Niko flew closer to Gregori, the camaraderie they used to share burning in his eyes. “Direct your efforts where they’ll do some good. There’s no way you can rescue her. Even if you find her without getting eaten, she has to plant that bomb.”

“I should be the one transporting the bomb.”

“The risk is too high. You can’t enter the kill zone, and trying to hit the nexus with the bomb from a distance…it’s impossible. Adelita is the better candidate.”

“I can do it.” And he would—if he could find her in time.

He arched his wings to fly off, but Niko’s enraged yell stopped him. “Don’t be a fool! Adelita’s death won’t wake the leviathan, but yours will.”

“We have no proof one will be woken after the nexus is sealed,” Gregori said. He could accept his fate, but he could not accept deserting Adelita to hers. “I won’t fail to close it.”

“As many entities as there are on this planet? A leviathan’s a guarantee,” Niko spat.

“I don’t believe that.”

“Believe this. If you go, we’re dead.”

“You’d know about death, wouldn’t you?” Niko had sent Adelita to her death, and there was no guarantee it would benefit anyone, much less the planet. She was neither trained nor prepared for such a mission. Granted, she was a better candidate than a sharpshooting Terran on crutches or a team of pregnant shade magnets, but it was still an inconceivable gamble.
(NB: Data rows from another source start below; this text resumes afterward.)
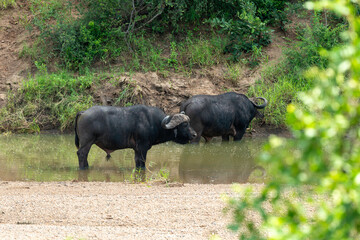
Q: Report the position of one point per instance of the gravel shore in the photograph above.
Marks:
(100, 210)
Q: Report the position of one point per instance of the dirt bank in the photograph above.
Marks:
(98, 210)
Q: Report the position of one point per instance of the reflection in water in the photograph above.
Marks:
(220, 163)
(53, 157)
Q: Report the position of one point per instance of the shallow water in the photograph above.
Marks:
(51, 157)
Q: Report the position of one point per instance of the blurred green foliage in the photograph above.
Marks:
(320, 166)
(89, 31)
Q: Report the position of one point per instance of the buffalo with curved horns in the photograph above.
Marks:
(137, 127)
(224, 115)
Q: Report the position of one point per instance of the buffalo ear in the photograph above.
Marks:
(259, 115)
(165, 121)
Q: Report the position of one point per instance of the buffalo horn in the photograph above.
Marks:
(175, 120)
(262, 105)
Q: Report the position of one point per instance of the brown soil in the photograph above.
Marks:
(99, 210)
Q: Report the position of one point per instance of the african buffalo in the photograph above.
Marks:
(137, 127)
(225, 115)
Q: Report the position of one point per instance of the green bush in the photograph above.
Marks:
(281, 83)
(320, 167)
(7, 3)
(46, 101)
(89, 31)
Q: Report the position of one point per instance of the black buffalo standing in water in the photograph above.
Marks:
(224, 115)
(137, 127)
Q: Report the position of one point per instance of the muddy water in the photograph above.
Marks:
(53, 158)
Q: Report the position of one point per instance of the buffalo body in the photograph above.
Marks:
(138, 127)
(224, 115)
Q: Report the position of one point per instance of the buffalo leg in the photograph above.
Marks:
(82, 156)
(140, 159)
(239, 134)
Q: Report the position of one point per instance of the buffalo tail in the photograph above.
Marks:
(76, 134)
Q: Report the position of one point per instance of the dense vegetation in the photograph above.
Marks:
(320, 167)
(162, 36)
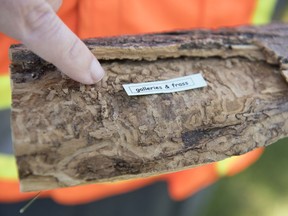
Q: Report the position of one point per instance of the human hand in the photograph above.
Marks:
(35, 24)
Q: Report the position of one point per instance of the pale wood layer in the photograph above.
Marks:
(66, 133)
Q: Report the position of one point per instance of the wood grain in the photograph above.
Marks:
(66, 133)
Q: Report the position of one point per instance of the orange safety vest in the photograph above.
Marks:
(94, 18)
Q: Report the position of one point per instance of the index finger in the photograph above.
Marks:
(46, 35)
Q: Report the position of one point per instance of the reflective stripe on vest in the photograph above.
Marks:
(5, 92)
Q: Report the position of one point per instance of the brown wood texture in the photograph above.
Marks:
(66, 133)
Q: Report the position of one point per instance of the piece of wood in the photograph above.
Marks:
(66, 133)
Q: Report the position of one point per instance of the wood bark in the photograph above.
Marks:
(66, 133)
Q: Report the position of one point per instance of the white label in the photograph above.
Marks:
(166, 86)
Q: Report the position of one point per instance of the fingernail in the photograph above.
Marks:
(97, 72)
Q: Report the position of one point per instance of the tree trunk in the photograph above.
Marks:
(66, 133)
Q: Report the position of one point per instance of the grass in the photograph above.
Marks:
(261, 190)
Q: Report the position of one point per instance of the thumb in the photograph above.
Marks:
(46, 35)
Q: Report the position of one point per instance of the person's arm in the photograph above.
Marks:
(35, 24)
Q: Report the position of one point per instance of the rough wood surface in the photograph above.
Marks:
(66, 133)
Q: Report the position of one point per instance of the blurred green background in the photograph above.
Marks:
(262, 189)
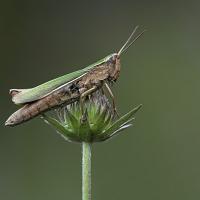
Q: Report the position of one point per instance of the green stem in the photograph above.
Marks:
(86, 171)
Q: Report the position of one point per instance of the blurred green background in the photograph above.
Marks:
(158, 158)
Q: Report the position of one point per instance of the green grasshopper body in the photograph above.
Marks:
(66, 89)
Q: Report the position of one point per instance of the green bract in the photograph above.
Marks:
(97, 123)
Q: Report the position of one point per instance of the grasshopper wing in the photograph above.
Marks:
(21, 96)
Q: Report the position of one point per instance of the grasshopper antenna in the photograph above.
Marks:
(126, 45)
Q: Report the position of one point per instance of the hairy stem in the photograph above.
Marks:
(86, 171)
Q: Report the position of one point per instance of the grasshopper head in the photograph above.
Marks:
(113, 60)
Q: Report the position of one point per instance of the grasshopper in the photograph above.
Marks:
(69, 88)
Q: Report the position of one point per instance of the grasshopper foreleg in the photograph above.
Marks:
(84, 94)
(112, 97)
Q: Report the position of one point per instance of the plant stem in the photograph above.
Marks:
(86, 171)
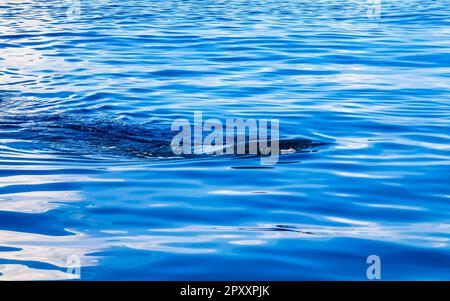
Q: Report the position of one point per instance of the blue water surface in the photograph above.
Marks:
(86, 87)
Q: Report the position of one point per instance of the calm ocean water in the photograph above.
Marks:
(87, 87)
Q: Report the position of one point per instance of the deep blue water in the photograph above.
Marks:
(75, 87)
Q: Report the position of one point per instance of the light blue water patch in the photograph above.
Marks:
(88, 93)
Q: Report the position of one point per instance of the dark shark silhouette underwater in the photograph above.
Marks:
(103, 135)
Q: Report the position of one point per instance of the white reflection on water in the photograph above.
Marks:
(36, 201)
(54, 250)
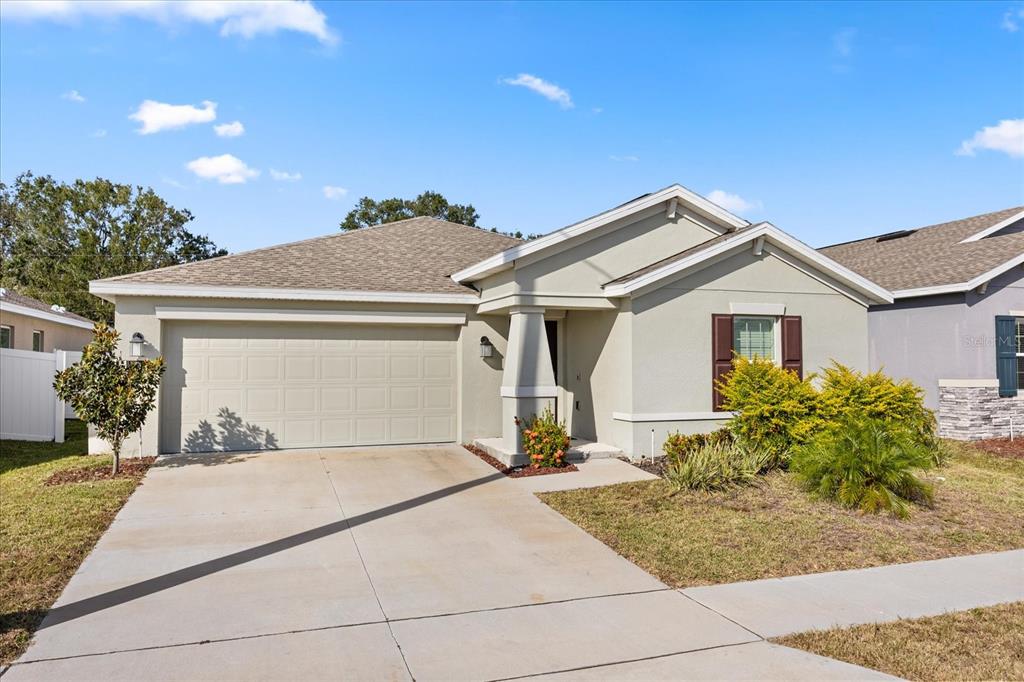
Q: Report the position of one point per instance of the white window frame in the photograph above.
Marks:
(776, 334)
Gregori’s internal chronometer ticked off the seconds while he argued. It had now been approximately thirty-seven minutes since Adelita had been abandoned in the shade zone. If she were still on track, at any moment, the bomb could explode and suck the life from all of them.

At any moment.

This was his decision. If he and Adelita couldn’t escape, the bomb would take them together.

“Good-bye, Nikolas.” Gregori saluted his former lieutenant. “Get those poor women out of here.”

“Poor women,” Tracy scoffed. “Should I shoot him?”

“It won’t do any good,” Niko answered bitterly. “He’s shielded and we can’t waste time fighting him. We’ve got to switch to plan C.”

The last thing Gregori heard was Tracy’s cursing, almost as inventively as her sister Claire.


Adelita made it to the garage mound, but gaining the top had been another matter. First she’d killed three begetters. They were easy targets, sitting there like giant rotten eggs, though their shrieking had deafened her. Everything sounded fuzzy and full of echoes. And then, halfway up the slope, a daemon had dive-bombed her, and she’d had to kill it, too, which had delayed her further. Now the shades were oozing up the rubbish heap after her.